When the three-way interaction was broken down into the seven models (Figure 3A,B), the pattern of effects and interactions (delexicalization x instruction) was indeed heterogeneous, and it did not overlap with the associated cue types (local, global, mixed). Pauses alone (local cue, p >0.45, η²p = 0.008) and Pitch drops (global, p >0.95, η²p = 0.000) showed non-significant interactions between delexicalization and instruction. For these, delexicalization increased model matching in both instruction levels (main effect of delexicalization on matching with Pauses: F(1,68) = 378.96, p <0.001, η²p = 0.85; on matching with Pitch drop: F(1,68) = 19.16, p <0.001, η²p = 0.22). Significant delexicalization x instruction interactions showed up for Pitch breaks (local cue, F(1,68) = 5.15, p = 0.026, η²p = 0.07), Pitch rise (global, F(1,68) = 48.89, p <0.001, η²p = 0.42), Pause + pitch rise (mixed, F(1,68) = 4.56, p = 0.036, η²p = 0.06), and Pause + pitch drop (mixed, F(1,68) = 11.31, p = 0.001, η²p = 0.14). The interaction for Pause + pitch break was marginal (local cue, F(1,68) = 3.07, p = 0.084, η²p = 0.04). All these interactions indicate different expectations for music compared to the speech prosody instruction.

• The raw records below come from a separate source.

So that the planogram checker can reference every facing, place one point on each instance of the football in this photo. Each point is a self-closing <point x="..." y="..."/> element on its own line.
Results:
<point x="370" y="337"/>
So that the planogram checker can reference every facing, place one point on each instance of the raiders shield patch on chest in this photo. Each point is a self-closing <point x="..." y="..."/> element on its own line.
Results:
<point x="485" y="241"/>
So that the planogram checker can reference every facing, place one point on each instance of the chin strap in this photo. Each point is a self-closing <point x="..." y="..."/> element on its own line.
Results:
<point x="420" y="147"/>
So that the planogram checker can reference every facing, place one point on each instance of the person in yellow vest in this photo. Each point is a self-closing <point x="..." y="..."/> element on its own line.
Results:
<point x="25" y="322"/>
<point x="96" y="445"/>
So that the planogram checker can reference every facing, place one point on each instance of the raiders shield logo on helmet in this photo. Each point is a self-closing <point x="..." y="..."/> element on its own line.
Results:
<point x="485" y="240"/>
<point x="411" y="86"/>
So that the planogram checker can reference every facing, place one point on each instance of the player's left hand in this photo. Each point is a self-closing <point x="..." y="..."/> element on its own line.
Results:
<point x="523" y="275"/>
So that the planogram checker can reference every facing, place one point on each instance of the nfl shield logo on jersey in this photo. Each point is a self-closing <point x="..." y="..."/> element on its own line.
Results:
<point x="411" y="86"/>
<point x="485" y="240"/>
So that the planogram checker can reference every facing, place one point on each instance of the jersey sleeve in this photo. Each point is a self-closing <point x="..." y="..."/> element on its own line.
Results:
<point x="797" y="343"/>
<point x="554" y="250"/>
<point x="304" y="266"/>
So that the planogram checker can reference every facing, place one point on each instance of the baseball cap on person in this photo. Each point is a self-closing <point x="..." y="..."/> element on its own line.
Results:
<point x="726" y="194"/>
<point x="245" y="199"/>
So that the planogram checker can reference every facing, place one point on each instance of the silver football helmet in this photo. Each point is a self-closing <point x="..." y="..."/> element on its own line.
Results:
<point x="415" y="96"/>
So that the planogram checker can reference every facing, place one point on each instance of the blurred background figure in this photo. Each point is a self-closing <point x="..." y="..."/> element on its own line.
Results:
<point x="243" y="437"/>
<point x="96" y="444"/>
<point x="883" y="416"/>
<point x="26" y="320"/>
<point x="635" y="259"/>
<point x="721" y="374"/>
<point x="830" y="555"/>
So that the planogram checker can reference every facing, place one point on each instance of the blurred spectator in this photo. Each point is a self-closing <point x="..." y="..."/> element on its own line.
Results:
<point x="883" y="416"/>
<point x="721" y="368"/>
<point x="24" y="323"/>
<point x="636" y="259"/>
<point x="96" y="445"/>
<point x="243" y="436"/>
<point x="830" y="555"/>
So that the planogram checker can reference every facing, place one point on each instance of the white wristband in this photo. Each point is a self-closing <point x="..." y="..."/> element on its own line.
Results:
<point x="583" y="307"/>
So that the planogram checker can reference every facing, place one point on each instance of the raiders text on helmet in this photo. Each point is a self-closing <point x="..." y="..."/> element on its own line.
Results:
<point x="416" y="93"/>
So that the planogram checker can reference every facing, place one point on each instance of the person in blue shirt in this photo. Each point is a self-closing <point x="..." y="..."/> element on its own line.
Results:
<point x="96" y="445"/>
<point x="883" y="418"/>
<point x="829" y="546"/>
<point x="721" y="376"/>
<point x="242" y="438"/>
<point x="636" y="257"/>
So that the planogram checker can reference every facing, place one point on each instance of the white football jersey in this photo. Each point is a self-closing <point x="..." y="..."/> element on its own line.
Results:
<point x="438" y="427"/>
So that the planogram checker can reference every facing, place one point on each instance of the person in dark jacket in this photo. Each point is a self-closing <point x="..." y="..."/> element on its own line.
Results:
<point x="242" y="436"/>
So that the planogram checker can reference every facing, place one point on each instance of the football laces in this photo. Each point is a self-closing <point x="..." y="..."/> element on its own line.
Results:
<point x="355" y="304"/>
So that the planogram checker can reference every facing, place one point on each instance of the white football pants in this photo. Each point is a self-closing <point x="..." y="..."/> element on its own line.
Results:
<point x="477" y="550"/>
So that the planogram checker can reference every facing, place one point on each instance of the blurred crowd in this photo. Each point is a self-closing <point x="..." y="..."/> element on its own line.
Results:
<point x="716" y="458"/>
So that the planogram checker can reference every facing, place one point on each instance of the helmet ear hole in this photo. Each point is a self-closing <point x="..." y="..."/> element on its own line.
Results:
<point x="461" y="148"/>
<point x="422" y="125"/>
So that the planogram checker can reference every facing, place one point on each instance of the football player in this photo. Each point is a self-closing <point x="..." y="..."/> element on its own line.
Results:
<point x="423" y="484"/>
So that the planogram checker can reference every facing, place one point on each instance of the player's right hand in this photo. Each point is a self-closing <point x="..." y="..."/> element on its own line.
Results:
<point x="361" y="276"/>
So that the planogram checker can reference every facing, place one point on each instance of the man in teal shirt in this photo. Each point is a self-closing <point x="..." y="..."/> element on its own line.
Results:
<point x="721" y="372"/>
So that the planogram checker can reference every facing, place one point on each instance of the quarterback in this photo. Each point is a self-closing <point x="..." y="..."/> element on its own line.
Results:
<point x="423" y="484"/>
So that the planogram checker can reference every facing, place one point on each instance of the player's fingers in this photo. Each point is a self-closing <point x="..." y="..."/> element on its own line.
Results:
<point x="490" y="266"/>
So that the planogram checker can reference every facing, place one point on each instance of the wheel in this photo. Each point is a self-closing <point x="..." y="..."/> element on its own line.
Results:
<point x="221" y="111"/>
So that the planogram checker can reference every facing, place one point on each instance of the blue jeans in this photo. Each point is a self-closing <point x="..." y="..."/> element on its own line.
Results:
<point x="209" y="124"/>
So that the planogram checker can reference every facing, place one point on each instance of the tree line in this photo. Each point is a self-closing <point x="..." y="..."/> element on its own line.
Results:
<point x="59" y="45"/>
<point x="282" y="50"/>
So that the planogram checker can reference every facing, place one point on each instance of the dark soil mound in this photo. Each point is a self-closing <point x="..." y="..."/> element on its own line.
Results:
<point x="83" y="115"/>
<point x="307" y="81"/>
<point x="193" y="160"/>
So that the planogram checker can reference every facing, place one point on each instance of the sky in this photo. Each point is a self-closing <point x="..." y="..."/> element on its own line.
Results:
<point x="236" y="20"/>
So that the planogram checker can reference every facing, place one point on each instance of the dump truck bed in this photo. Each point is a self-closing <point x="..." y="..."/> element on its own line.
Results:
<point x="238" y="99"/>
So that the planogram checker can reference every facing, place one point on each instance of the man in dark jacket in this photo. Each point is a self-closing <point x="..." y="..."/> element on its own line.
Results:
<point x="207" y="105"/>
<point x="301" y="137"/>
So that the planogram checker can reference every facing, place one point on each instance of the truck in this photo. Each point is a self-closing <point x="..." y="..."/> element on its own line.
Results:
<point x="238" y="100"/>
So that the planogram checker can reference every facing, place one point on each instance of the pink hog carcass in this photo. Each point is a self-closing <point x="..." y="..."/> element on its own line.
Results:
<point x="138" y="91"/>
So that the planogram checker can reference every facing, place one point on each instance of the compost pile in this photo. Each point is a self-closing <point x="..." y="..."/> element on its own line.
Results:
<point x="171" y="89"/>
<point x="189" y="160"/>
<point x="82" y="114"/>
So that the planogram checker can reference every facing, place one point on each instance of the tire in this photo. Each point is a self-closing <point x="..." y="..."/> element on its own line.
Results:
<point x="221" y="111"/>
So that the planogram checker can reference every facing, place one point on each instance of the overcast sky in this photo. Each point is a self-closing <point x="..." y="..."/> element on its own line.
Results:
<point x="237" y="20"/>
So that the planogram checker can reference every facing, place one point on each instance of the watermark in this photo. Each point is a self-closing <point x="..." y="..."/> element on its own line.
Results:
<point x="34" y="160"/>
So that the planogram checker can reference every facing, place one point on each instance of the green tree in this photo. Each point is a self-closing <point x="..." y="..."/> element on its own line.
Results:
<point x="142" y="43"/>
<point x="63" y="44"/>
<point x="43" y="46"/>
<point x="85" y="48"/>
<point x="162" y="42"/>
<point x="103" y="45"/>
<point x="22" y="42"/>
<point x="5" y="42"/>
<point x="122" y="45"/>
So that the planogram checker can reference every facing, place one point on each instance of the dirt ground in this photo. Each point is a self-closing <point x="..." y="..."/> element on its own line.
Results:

The type of interaction was independent from cue type: we saw similar patterns for Pitch break (local cue), Pause + pitch rise and Pause + pitch drop (both mixed): for all, delexicalization had the effect of decreasing model matching scores for both speech and music, with a stronger effect in speech (Pitch break: t(34) = 11.53, p <0.001, d = 2.69 speech, t(34) = 11.82, p <0.001, d = 2.56 music; Pause + pitch rise: t(34) = 5.41, p <0.001, d = 1.05 speech, t(34) = 2.04, p = 0.049, d = 0.53 music; Pause + pitch drop: t(34) = 27.58, p <0.001, d = 4.87 speech, t(34) = 17.81, p <0.001, d = 3.97 music). For Pause + pitch break—a local cue, just like Pitch break alone - delexicalization increased model matching for speech (t(34) = −3.35, p = 0.002, d = −0.71) while having no effect for music (t(34) = −0.72, p >0.47, d = −0.14). Finally, for Pitch rise – a global cue, just like Pitch drop, which showed no interaction - delexicalized versions decreased model matching scores under the speech instruction (t(34) = 2.47, p = 0.019, d = 0.61), while increasing it under the music one (t(34) = −7.46, p <0.001, d = −1.46; Figure 3B).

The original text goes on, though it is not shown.